Perhaps part of it is a diversity of assignments. You have to be careful, of course, of not making everything Arts N Crafts time, but the chapbooks really were a lot of fun to prepare, and it did require a lot of looking through anthologies and our textbooks and other sources to find poems that spoke to us. I think always writing essays, or always doing book reports, would get stale after a while.

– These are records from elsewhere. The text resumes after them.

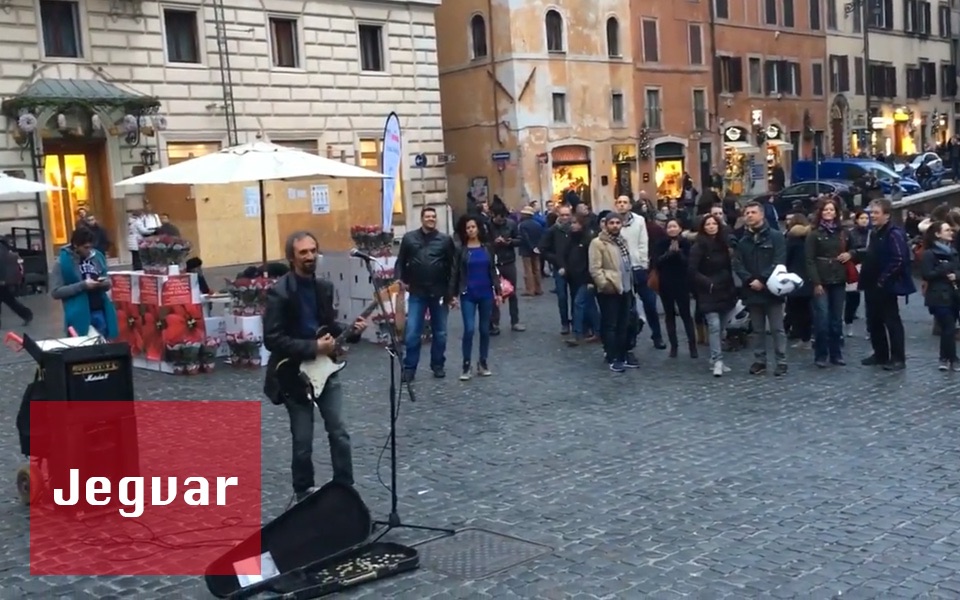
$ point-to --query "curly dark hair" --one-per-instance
(818, 212)
(930, 235)
(461, 229)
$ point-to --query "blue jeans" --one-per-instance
(648, 298)
(586, 315)
(470, 308)
(562, 288)
(417, 307)
(828, 322)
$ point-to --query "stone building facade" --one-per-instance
(909, 76)
(537, 99)
(770, 85)
(322, 76)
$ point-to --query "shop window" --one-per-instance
(478, 36)
(60, 24)
(284, 43)
(553, 23)
(181, 37)
(370, 153)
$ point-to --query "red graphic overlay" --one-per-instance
(143, 488)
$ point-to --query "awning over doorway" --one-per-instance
(89, 93)
(742, 147)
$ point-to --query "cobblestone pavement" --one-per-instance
(659, 483)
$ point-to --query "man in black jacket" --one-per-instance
(505, 237)
(425, 265)
(553, 245)
(298, 305)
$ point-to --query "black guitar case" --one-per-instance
(320, 546)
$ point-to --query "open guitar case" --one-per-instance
(320, 546)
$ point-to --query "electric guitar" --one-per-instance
(309, 377)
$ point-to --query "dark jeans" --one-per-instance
(850, 307)
(884, 325)
(946, 317)
(614, 314)
(586, 316)
(798, 320)
(330, 404)
(678, 306)
(564, 295)
(508, 272)
(649, 300)
(417, 307)
(828, 322)
(7, 297)
(476, 316)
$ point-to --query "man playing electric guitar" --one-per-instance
(298, 305)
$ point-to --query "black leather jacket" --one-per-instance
(425, 262)
(281, 327)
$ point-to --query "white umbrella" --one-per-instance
(258, 161)
(13, 186)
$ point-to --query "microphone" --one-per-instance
(357, 253)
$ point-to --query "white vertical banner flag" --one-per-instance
(392, 149)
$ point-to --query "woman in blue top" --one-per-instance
(79, 280)
(475, 286)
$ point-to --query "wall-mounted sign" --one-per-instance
(733, 134)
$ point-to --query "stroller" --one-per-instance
(738, 329)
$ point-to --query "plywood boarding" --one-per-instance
(176, 201)
(221, 217)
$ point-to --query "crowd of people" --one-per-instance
(709, 267)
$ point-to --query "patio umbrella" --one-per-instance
(257, 161)
(13, 186)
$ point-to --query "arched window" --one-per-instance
(478, 35)
(613, 37)
(554, 25)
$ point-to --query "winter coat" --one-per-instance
(756, 255)
(935, 264)
(576, 260)
(822, 249)
(797, 237)
(672, 268)
(711, 272)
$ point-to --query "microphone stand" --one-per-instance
(395, 352)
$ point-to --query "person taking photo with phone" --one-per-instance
(79, 280)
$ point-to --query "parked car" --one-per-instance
(807, 194)
(849, 170)
(931, 159)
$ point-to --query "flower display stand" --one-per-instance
(161, 318)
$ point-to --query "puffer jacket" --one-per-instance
(823, 247)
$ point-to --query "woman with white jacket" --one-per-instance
(140, 225)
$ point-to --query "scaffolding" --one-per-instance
(226, 76)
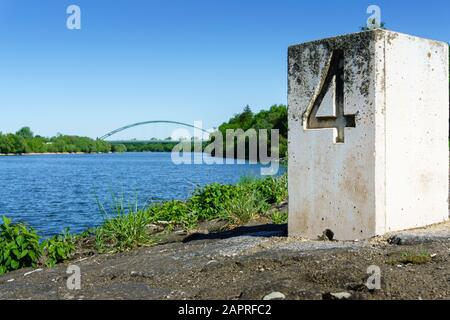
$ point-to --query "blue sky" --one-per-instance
(180, 60)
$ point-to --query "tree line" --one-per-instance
(24, 141)
(274, 118)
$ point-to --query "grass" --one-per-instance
(128, 226)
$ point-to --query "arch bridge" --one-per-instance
(109, 134)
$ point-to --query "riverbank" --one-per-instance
(51, 153)
(251, 263)
(126, 226)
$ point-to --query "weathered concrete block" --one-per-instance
(368, 134)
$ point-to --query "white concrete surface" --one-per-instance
(391, 170)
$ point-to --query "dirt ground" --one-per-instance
(250, 263)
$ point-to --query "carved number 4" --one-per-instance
(340, 121)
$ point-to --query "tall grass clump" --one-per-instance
(58, 248)
(174, 212)
(19, 246)
(245, 205)
(123, 229)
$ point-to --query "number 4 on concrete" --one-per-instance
(340, 121)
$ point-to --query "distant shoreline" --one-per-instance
(50, 153)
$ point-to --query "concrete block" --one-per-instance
(368, 134)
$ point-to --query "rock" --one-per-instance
(153, 228)
(274, 296)
(336, 296)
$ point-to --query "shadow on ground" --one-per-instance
(265, 230)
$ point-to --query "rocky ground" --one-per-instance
(251, 263)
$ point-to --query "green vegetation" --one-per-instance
(58, 248)
(274, 118)
(279, 217)
(19, 246)
(127, 227)
(24, 141)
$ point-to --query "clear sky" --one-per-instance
(183, 60)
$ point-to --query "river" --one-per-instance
(52, 192)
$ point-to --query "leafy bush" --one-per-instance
(209, 202)
(245, 205)
(124, 229)
(274, 190)
(175, 211)
(58, 248)
(19, 246)
(279, 217)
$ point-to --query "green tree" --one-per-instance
(25, 133)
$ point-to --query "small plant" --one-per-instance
(175, 212)
(245, 206)
(279, 217)
(208, 202)
(58, 248)
(19, 246)
(124, 229)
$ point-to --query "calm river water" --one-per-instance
(52, 192)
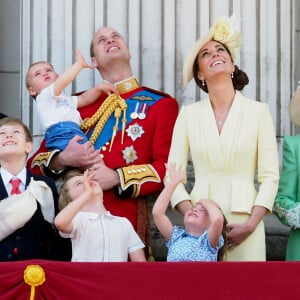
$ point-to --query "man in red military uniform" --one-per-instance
(133, 137)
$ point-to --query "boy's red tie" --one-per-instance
(15, 182)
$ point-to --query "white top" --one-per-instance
(102, 238)
(53, 109)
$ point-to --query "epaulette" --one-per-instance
(165, 95)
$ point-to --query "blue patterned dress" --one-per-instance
(185, 247)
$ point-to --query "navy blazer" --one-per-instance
(37, 239)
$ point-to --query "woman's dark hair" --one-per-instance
(239, 80)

Another place where I see college students being weak - perhaps weakest - is in writing ability. Not just grammar and word usage and vocabulary, but in being able to structure an argument and give support to it. Or there is weakness in being able to organize a paper. Or write coherent sentences. (One of my most commonly used editor's markings on student paper is "AWK" - meaning the sentence or paragraph is phrased awkwardly. I often tell students to read their writing aloud, because sometimes you can "hear" an awkward passage when you can't "see" it. Though I don't know any more, maybe I am the only person who can do this - read something aloud and tell if it flows well or not.)

Again, I think a good potential cure for this is MORE WRITING. Lots more writing. And I don't mean just the "how do you feel" papers or the essay-talking-about-your-dog (though those have a place, too, and I suppose you can learn style and even perhaps rhetoric from that kind of writing), but also research papers. I remember learning - gosh, it must have been fourth grade - how to find sources in the library, read them, take notes on them, write an outline of my paper, and then, following the outline, write the paper, inserting (in my own words, of course, and with citations) the information from the other sources. When you learn it early, and in a lower-stakes environment, it starts off easily enough. It's difficult and frustrating to be thrown into it for the first (or very nearly first) time at eighteen. (I also think a LOT more instruction on proper citation is necessary; some of the research I've read on student plagiarism suggests that students require a lot of practice and a lot of reminding to be able to eventually internalize the "rules" of proper citation. Again, I learned it so early that I probably didn't realize I was internalizing those rules).

I know that writing is a giant pain to grade. It takes a very long time to do correctly. And students need to pay attention to the feedback from their teachers, and they don't always do it. (And the teacher himself or herself has to be able to write well, and know grammar and the basic mechanics of writing and rhetoric, to be able to be a helpful grader. And if the current crop of teachers were instructed in writing the way some of my students have been...well, it's kind of the blind leading the blind.)

But if you're going to throw a kid into college who has done very little writing before, of course he or she is going to struggle. And he is still going to struggle, if he wrote, but all of his papers were of the mushy, touchy-feely personal essay sort.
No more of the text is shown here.